I'm sorry to hear some of you are so young (I'm now 55) however it looks like some of you are getting diagnosed quicker than some of us older ones.

As pointed out quite correctly by the Behcets Syndrome Society any advice on this website should be first of all run past your GP or treating specialist. However I'm finding the comments invaluable - either to know that we are not alone, are on the right track or fresh ideas out there.

Now, my bit of advice (from an older person) - over the years I've had to make a couple of career changes that I hadn't really intended, however looking back I'm quite happy I did.

I'm now a trainer - teaching business administration courses via correspondence. You might like to look into how you can keep earning a living and doing the kind of jobs you enjoy that doesn't take all of your energy. (Might mean doing a couple of courses).

Because I don't fit into a neat category I haven't been able to get disability benefits (yet) although I did get the disabled parking sticker (worth it's weight in gold).

I'm lucky enough to be working from home and can work around appointments and bad days (as well as helping out looking after aged parents).
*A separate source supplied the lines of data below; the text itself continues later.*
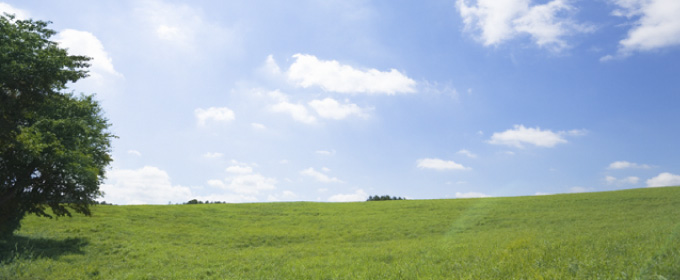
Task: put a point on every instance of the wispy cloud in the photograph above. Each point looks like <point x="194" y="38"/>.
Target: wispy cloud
<point x="626" y="164"/>
<point x="664" y="179"/>
<point x="329" y="108"/>
<point x="358" y="195"/>
<point x="440" y="164"/>
<point x="519" y="136"/>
We 'joke' about it and say it's quite sad that my 76 year old Mum looks after me more than me helping out.

Hope that helps - anyone with ideas on how to keep earning a living?


14 Replies

Hi Lesley - what a good idea for a topic!

I had to retire from my beloved midwifery because of the Behcet's and that was both a psychological and a financial blow. I think the psychology of giving one's work involuntarily is a huge area for research and study. All I can say is that for three years I didn't know who I was any more because so much of me had been tied up in my 'midwife' persona. I was Di the midwife, something that overrode both Di the wife and Di the mother of three. I have no quick or clever answers to that particular dilemma; all I can say is that eventually you do remember who you are! Perhaps that's not such a bad thing either...

As for the financial burdens of not being able to work outside of the home - I've had a couple of 'careers' since leaving the outside job market.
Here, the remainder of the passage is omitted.